If you only learned about an available apartment 5 days after it first got listed, it might be a good strategy to carefully position yourself as the last bidder. You do this by calling up the selling agent and give a convincing impression that you are going to make an offer and is reviewing your funding options. The selling agent will then advise the seller to wait for your offer to come in. While delaying your offer for a few days, use this time to talk to the selling agent to find out more about an acceptable price. Sometimes, it could be more effective to let your agent speak to the selling agent about this. In any case, if there are bidders in front of you that are putting in attractive bids, you won’t get a chance at the property anyway. So in such circumstance, playing out the last bidder strategy could be worthwhile.

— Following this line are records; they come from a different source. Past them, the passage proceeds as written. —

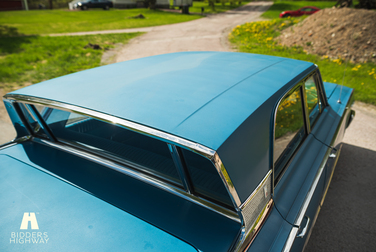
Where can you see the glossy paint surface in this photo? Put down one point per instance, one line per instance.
(201, 96)
(98, 205)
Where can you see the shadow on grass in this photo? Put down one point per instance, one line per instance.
(281, 7)
(347, 219)
(11, 40)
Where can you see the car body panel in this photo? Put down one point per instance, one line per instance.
(69, 217)
(219, 106)
(174, 111)
(173, 214)
(227, 90)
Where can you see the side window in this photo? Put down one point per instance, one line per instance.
(141, 152)
(289, 129)
(205, 179)
(313, 100)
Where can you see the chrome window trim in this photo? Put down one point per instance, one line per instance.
(143, 177)
(226, 180)
(183, 173)
(168, 138)
(39, 120)
(297, 85)
(203, 150)
(249, 233)
(262, 183)
(14, 142)
(307, 201)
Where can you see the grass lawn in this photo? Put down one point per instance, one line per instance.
(280, 6)
(219, 7)
(258, 37)
(61, 21)
(31, 59)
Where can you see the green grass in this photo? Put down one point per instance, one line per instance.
(258, 37)
(280, 6)
(31, 59)
(62, 21)
(219, 7)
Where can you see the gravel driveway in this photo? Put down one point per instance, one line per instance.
(346, 221)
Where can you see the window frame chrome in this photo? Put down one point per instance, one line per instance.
(298, 85)
(160, 135)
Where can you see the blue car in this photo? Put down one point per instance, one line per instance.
(195, 151)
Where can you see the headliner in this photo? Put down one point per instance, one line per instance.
(200, 96)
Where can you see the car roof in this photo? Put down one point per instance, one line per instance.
(199, 96)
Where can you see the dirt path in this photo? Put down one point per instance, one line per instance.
(205, 34)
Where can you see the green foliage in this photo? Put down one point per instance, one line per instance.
(62, 21)
(259, 37)
(279, 6)
(31, 59)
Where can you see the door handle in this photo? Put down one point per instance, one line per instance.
(303, 231)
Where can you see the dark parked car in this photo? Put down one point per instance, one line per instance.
(204, 151)
(86, 4)
(307, 10)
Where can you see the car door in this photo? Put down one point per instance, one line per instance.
(299, 160)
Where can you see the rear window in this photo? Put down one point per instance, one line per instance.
(205, 179)
(136, 150)
(142, 152)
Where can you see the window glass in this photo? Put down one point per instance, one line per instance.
(313, 101)
(205, 178)
(141, 152)
(32, 121)
(289, 129)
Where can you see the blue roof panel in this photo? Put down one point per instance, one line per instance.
(186, 94)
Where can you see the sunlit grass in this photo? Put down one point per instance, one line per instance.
(62, 21)
(259, 37)
(279, 6)
(31, 59)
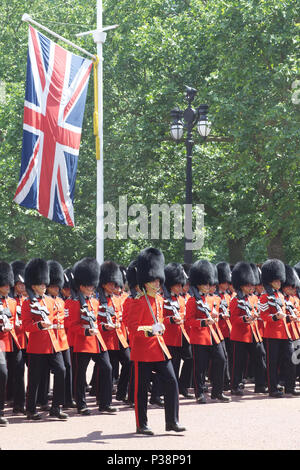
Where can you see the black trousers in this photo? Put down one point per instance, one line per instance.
(13, 362)
(202, 354)
(228, 347)
(121, 356)
(37, 364)
(240, 353)
(278, 350)
(142, 377)
(103, 378)
(182, 353)
(69, 376)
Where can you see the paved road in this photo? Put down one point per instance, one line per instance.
(251, 422)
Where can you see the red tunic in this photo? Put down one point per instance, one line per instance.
(78, 326)
(291, 311)
(273, 328)
(113, 337)
(67, 320)
(242, 330)
(223, 309)
(143, 348)
(174, 332)
(7, 337)
(40, 341)
(199, 333)
(22, 335)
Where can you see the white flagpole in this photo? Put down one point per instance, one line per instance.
(99, 38)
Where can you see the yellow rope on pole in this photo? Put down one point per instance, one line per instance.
(96, 114)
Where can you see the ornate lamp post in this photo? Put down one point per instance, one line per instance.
(187, 120)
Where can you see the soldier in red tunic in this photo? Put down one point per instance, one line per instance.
(277, 336)
(57, 280)
(175, 336)
(88, 343)
(10, 351)
(245, 336)
(148, 349)
(288, 289)
(113, 329)
(16, 374)
(205, 336)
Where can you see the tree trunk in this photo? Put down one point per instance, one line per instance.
(236, 249)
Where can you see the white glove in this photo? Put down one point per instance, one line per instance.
(158, 328)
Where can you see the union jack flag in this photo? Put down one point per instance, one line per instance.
(56, 88)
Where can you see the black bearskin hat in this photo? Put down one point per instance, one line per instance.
(291, 277)
(131, 275)
(68, 278)
(174, 274)
(224, 272)
(186, 267)
(86, 272)
(257, 273)
(6, 274)
(242, 274)
(36, 272)
(297, 267)
(18, 268)
(123, 272)
(56, 274)
(150, 266)
(272, 270)
(202, 272)
(110, 272)
(216, 278)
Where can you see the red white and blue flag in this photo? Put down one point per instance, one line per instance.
(56, 88)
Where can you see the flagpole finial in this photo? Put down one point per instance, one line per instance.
(26, 17)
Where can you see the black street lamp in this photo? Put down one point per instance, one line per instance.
(188, 119)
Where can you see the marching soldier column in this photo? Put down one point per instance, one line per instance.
(179, 333)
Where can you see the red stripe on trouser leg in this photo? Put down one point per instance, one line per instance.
(136, 381)
(233, 366)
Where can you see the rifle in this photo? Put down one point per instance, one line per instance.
(18, 321)
(204, 307)
(157, 328)
(109, 311)
(5, 315)
(86, 314)
(224, 307)
(243, 305)
(172, 305)
(37, 308)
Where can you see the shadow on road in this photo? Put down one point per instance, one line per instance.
(99, 438)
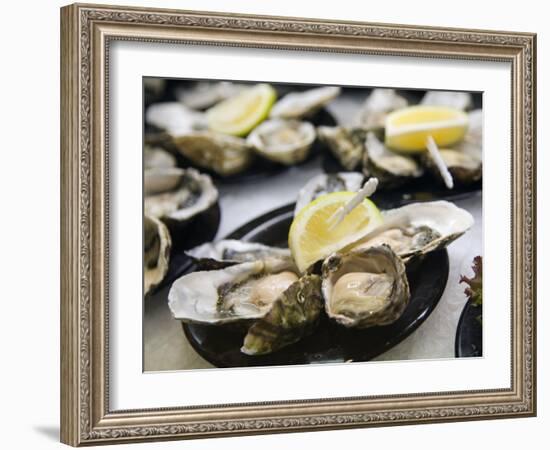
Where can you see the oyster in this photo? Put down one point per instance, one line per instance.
(292, 316)
(237, 293)
(155, 157)
(377, 106)
(205, 93)
(234, 251)
(365, 288)
(327, 183)
(391, 169)
(297, 105)
(346, 144)
(156, 252)
(418, 228)
(457, 100)
(175, 118)
(176, 194)
(283, 141)
(226, 155)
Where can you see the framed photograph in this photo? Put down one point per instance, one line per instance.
(286, 224)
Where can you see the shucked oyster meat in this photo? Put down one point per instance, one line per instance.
(365, 288)
(283, 141)
(226, 155)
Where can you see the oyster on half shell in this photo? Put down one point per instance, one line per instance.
(418, 228)
(284, 141)
(297, 105)
(391, 169)
(226, 155)
(365, 288)
(156, 252)
(346, 144)
(177, 194)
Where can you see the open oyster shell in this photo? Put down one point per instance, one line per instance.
(234, 251)
(365, 288)
(391, 169)
(377, 106)
(418, 228)
(226, 155)
(292, 316)
(177, 194)
(297, 105)
(156, 251)
(346, 144)
(325, 184)
(237, 293)
(284, 141)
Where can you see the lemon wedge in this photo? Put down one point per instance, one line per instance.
(407, 129)
(239, 114)
(311, 237)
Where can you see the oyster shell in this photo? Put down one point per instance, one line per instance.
(346, 144)
(365, 288)
(325, 184)
(156, 252)
(234, 251)
(391, 169)
(418, 228)
(284, 141)
(292, 316)
(237, 293)
(226, 155)
(205, 93)
(380, 102)
(177, 194)
(458, 100)
(175, 118)
(155, 157)
(297, 105)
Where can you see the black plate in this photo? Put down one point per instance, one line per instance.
(330, 343)
(469, 336)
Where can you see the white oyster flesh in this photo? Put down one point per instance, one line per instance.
(365, 288)
(226, 155)
(237, 251)
(177, 194)
(283, 141)
(418, 228)
(301, 104)
(241, 292)
(327, 183)
(377, 106)
(458, 100)
(174, 117)
(154, 157)
(156, 251)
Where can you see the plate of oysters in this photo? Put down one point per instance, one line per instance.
(352, 263)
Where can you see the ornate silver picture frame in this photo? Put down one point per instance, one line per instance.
(87, 32)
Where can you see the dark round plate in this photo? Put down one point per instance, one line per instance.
(469, 336)
(330, 343)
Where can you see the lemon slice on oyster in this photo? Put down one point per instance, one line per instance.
(313, 237)
(239, 114)
(407, 129)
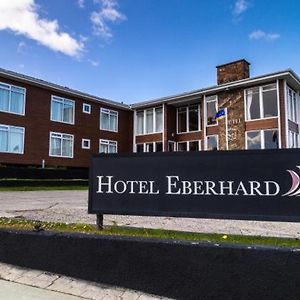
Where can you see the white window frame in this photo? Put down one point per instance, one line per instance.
(295, 108)
(9, 87)
(261, 107)
(108, 142)
(9, 127)
(61, 134)
(206, 139)
(211, 98)
(262, 141)
(295, 137)
(145, 121)
(89, 144)
(62, 100)
(187, 112)
(188, 145)
(86, 105)
(109, 112)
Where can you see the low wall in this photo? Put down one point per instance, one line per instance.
(180, 270)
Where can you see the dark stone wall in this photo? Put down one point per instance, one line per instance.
(180, 270)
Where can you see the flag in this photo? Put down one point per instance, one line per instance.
(220, 114)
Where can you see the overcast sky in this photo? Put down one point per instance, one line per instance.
(134, 50)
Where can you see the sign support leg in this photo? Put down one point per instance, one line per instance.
(99, 221)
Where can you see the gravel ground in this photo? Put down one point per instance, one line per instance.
(71, 207)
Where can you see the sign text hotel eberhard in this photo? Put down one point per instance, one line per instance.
(254, 185)
(176, 186)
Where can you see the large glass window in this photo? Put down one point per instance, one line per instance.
(188, 118)
(12, 99)
(159, 119)
(194, 146)
(211, 110)
(212, 142)
(292, 105)
(62, 110)
(293, 139)
(108, 120)
(139, 148)
(11, 139)
(262, 139)
(149, 121)
(61, 145)
(261, 102)
(182, 146)
(107, 146)
(140, 122)
(182, 119)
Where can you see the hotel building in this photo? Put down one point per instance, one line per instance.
(46, 124)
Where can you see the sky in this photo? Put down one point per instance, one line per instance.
(136, 50)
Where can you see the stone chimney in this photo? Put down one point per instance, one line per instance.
(233, 71)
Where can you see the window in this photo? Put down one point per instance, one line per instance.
(149, 147)
(140, 122)
(86, 144)
(212, 142)
(61, 145)
(12, 139)
(188, 118)
(139, 148)
(188, 146)
(62, 110)
(171, 146)
(211, 110)
(262, 139)
(292, 104)
(194, 146)
(293, 139)
(108, 120)
(107, 146)
(158, 147)
(158, 119)
(182, 146)
(261, 102)
(149, 121)
(182, 119)
(12, 99)
(86, 108)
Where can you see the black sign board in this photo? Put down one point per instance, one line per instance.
(245, 185)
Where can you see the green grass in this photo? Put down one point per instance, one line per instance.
(23, 224)
(42, 188)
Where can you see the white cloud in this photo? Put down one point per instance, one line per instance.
(21, 17)
(108, 13)
(21, 47)
(240, 6)
(80, 3)
(93, 63)
(262, 35)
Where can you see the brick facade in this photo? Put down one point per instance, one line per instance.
(232, 78)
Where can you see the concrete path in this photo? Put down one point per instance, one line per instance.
(18, 283)
(16, 291)
(71, 207)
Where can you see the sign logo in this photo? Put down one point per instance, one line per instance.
(294, 190)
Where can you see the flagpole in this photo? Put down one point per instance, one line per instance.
(226, 127)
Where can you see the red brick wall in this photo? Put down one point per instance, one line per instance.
(38, 126)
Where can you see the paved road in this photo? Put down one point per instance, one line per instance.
(71, 206)
(16, 291)
(18, 283)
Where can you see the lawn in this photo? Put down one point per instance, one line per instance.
(30, 225)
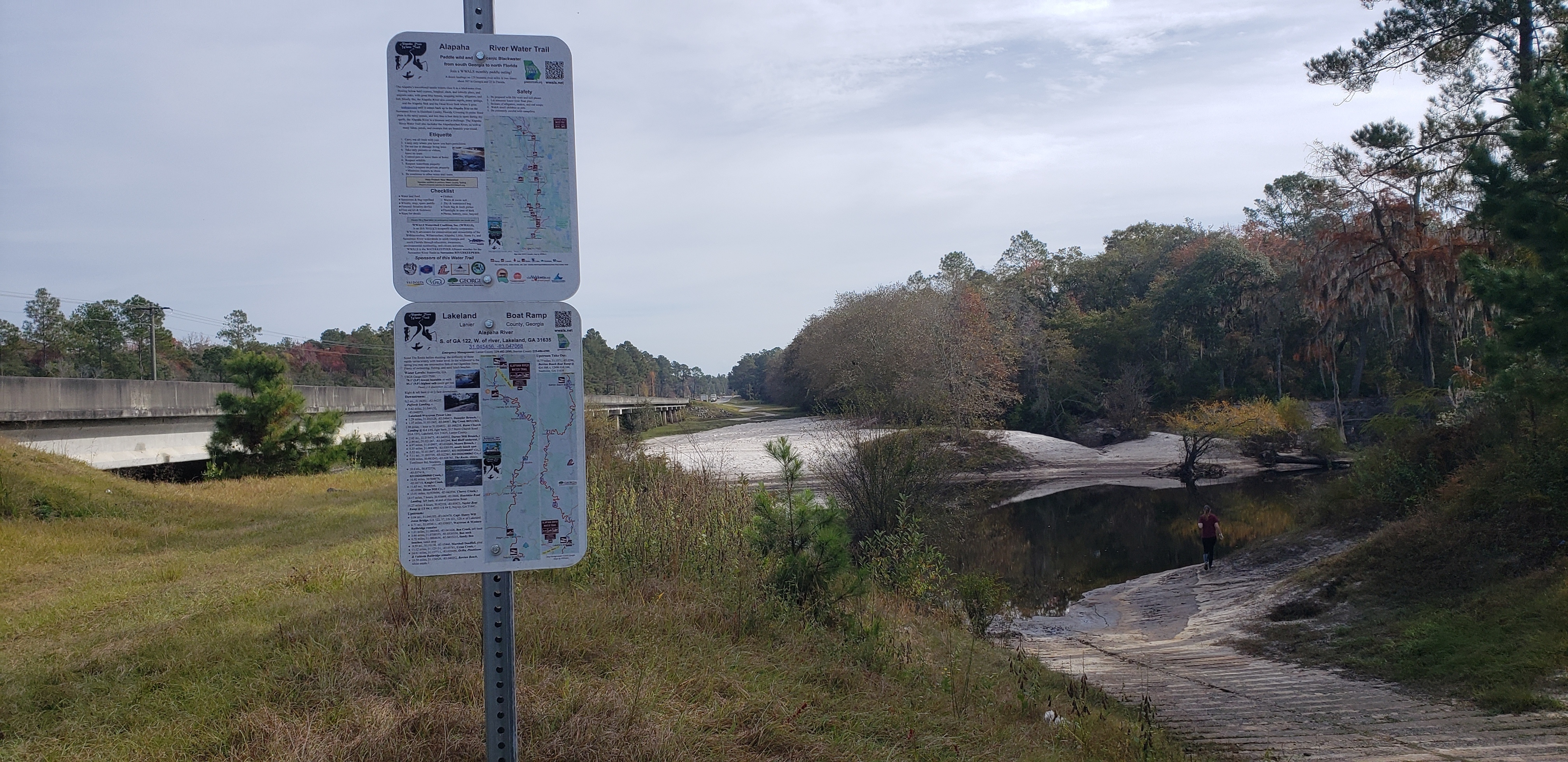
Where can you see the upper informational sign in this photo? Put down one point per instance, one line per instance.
(490, 429)
(483, 167)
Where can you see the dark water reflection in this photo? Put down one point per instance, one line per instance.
(1056, 548)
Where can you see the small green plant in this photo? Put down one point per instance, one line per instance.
(805, 545)
(982, 598)
(1322, 443)
(267, 432)
(905, 562)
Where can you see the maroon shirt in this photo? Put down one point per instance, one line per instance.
(1211, 524)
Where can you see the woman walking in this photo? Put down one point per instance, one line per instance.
(1209, 531)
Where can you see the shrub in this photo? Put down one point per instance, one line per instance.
(982, 598)
(805, 545)
(904, 562)
(267, 432)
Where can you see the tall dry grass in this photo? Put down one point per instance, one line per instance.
(269, 620)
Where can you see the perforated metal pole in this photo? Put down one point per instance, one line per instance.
(501, 689)
(501, 664)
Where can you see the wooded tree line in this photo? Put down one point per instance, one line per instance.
(625, 369)
(115, 339)
(1377, 272)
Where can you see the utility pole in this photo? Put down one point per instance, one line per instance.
(501, 661)
(153, 333)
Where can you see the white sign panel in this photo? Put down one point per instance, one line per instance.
(490, 429)
(483, 167)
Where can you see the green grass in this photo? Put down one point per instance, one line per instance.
(1466, 596)
(269, 620)
(755, 414)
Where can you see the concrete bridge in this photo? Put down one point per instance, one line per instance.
(118, 424)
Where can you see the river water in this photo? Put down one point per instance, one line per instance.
(1056, 548)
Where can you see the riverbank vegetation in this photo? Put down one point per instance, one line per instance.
(1424, 267)
(267, 618)
(1462, 587)
(117, 339)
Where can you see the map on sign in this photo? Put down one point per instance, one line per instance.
(490, 437)
(482, 150)
(527, 179)
(529, 422)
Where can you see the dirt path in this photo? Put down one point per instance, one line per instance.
(1164, 636)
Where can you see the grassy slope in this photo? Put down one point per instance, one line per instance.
(269, 620)
(1465, 598)
(742, 413)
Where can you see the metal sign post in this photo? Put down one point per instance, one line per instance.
(501, 657)
(501, 662)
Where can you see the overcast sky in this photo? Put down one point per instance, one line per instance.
(739, 164)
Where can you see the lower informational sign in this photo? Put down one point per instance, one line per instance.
(490, 429)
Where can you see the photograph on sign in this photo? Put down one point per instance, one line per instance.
(483, 167)
(490, 437)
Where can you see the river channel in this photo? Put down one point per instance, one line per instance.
(1056, 548)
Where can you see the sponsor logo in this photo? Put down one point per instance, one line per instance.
(418, 325)
(408, 57)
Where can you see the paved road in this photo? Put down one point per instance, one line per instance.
(1164, 636)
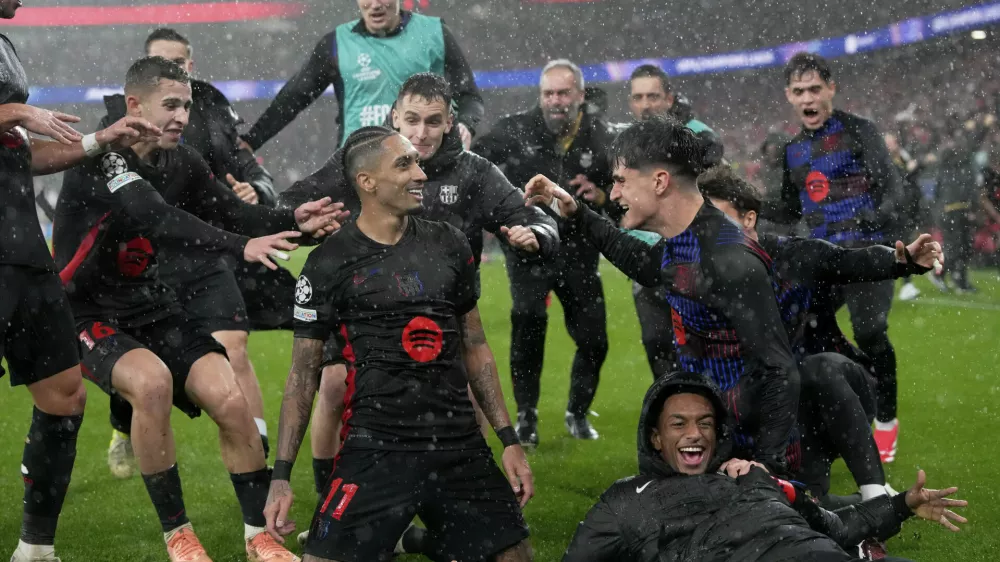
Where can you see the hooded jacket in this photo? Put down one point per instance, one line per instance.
(462, 189)
(211, 132)
(661, 515)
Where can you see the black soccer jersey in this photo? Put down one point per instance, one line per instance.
(21, 242)
(118, 216)
(400, 307)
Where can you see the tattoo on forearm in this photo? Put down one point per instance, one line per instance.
(300, 391)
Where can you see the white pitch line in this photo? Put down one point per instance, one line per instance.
(954, 303)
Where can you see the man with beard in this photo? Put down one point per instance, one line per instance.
(137, 343)
(366, 61)
(840, 179)
(402, 291)
(557, 138)
(224, 298)
(693, 501)
(37, 332)
(462, 189)
(650, 95)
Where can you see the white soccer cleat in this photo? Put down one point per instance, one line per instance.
(121, 457)
(908, 292)
(33, 553)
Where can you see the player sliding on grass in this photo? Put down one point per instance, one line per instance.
(404, 291)
(114, 215)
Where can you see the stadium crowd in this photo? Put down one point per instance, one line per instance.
(743, 237)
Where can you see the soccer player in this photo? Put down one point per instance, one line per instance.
(367, 60)
(37, 333)
(650, 94)
(462, 189)
(224, 298)
(840, 179)
(726, 319)
(404, 291)
(837, 399)
(559, 139)
(137, 343)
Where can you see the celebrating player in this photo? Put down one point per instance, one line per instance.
(404, 291)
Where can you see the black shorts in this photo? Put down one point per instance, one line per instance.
(212, 300)
(373, 495)
(37, 334)
(174, 340)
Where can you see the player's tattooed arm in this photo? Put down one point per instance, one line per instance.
(481, 367)
(300, 391)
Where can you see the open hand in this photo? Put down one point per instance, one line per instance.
(933, 505)
(515, 465)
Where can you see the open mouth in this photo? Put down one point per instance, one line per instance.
(692, 456)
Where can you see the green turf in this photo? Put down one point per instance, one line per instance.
(949, 395)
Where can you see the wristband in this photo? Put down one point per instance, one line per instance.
(508, 437)
(282, 471)
(90, 145)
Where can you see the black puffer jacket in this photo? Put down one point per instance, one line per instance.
(663, 516)
(462, 189)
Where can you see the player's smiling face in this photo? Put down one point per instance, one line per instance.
(812, 98)
(168, 106)
(8, 8)
(423, 122)
(380, 16)
(636, 191)
(685, 433)
(399, 180)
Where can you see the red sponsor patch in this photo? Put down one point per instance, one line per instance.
(422, 339)
(817, 186)
(133, 258)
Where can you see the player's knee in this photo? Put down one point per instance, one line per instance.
(153, 392)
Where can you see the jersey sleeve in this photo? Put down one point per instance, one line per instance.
(635, 258)
(127, 192)
(745, 295)
(316, 297)
(319, 71)
(502, 204)
(208, 199)
(467, 285)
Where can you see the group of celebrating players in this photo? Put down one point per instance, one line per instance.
(159, 271)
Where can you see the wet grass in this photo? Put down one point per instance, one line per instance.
(949, 361)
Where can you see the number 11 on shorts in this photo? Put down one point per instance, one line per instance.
(349, 491)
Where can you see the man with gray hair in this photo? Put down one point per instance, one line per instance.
(560, 139)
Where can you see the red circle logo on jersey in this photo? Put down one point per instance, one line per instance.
(422, 339)
(817, 186)
(134, 257)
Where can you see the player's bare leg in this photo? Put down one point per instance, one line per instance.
(213, 387)
(47, 463)
(235, 342)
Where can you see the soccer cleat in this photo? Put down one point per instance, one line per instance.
(527, 428)
(31, 553)
(886, 440)
(263, 548)
(908, 292)
(579, 427)
(872, 549)
(184, 546)
(121, 457)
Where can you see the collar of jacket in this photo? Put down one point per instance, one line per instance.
(404, 18)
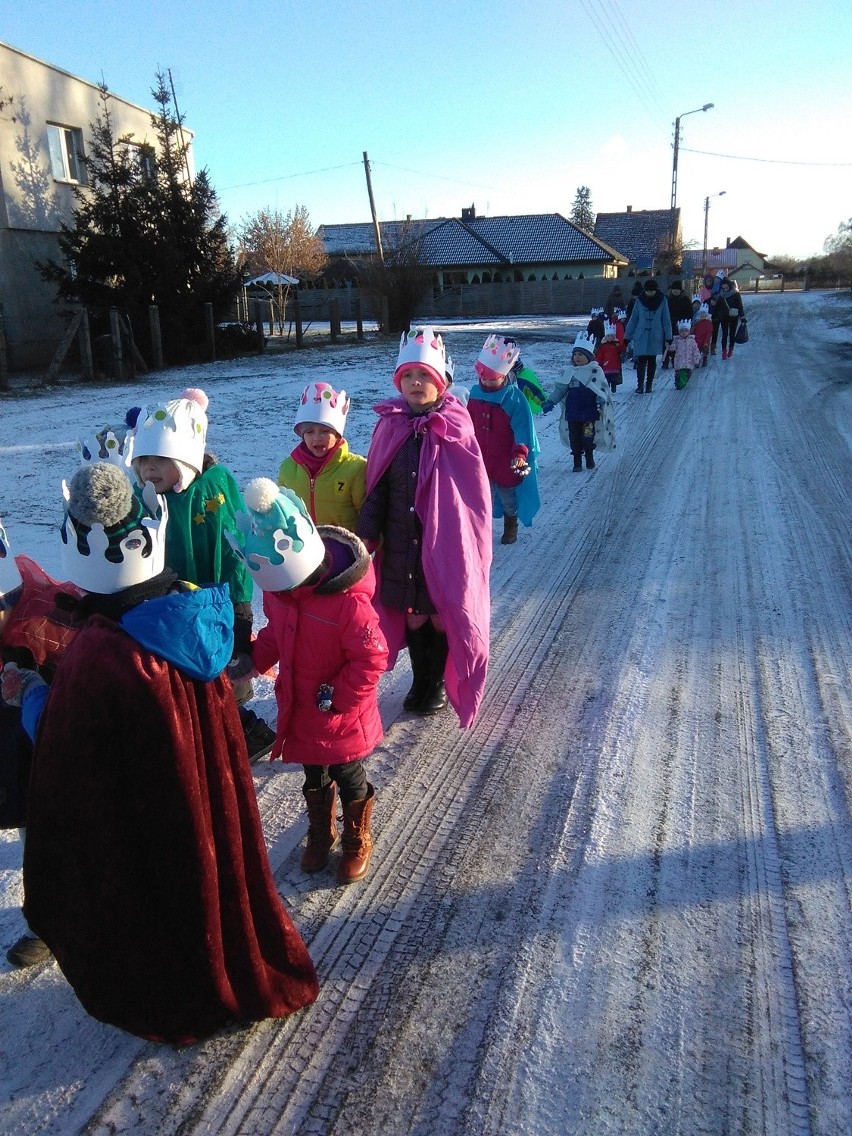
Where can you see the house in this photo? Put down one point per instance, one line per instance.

4) Put your valuers on standby. How you estimate the value of a property is by referring to recent transactions in the vicinity and by getting an indicative valuation. You can actually get a decent estimate on property value by just providing basic information on the property. But as you would have it, sellers and their agents often paint a rosy picture of the conditions of the property. Only by physically viewing it yourself can you see the condition for real. Call up your valuers immediately and provide all the information you have to obtain a narrowed down value estimate. You need this figure to determine the offer you will put in. Often times, sellers are aware that their homes are not in the best of shapes. They may give in and accept your offer if you call them out on it
5) Delegate power to your agent. Speed is a key element of winning bidding wars. But you cannot be at all places at all times. If you are seriously eyeing a specific listing, consider giving your agent the authority to make bids on your behalf. You will of course communicate clearly what is your price ceiling and under what condition should he exercise that delegated authority.
It can be a painful experience to lose out on a property due to your unavailability. It will be even more painful to lose out to a price which you are prepared to outbid.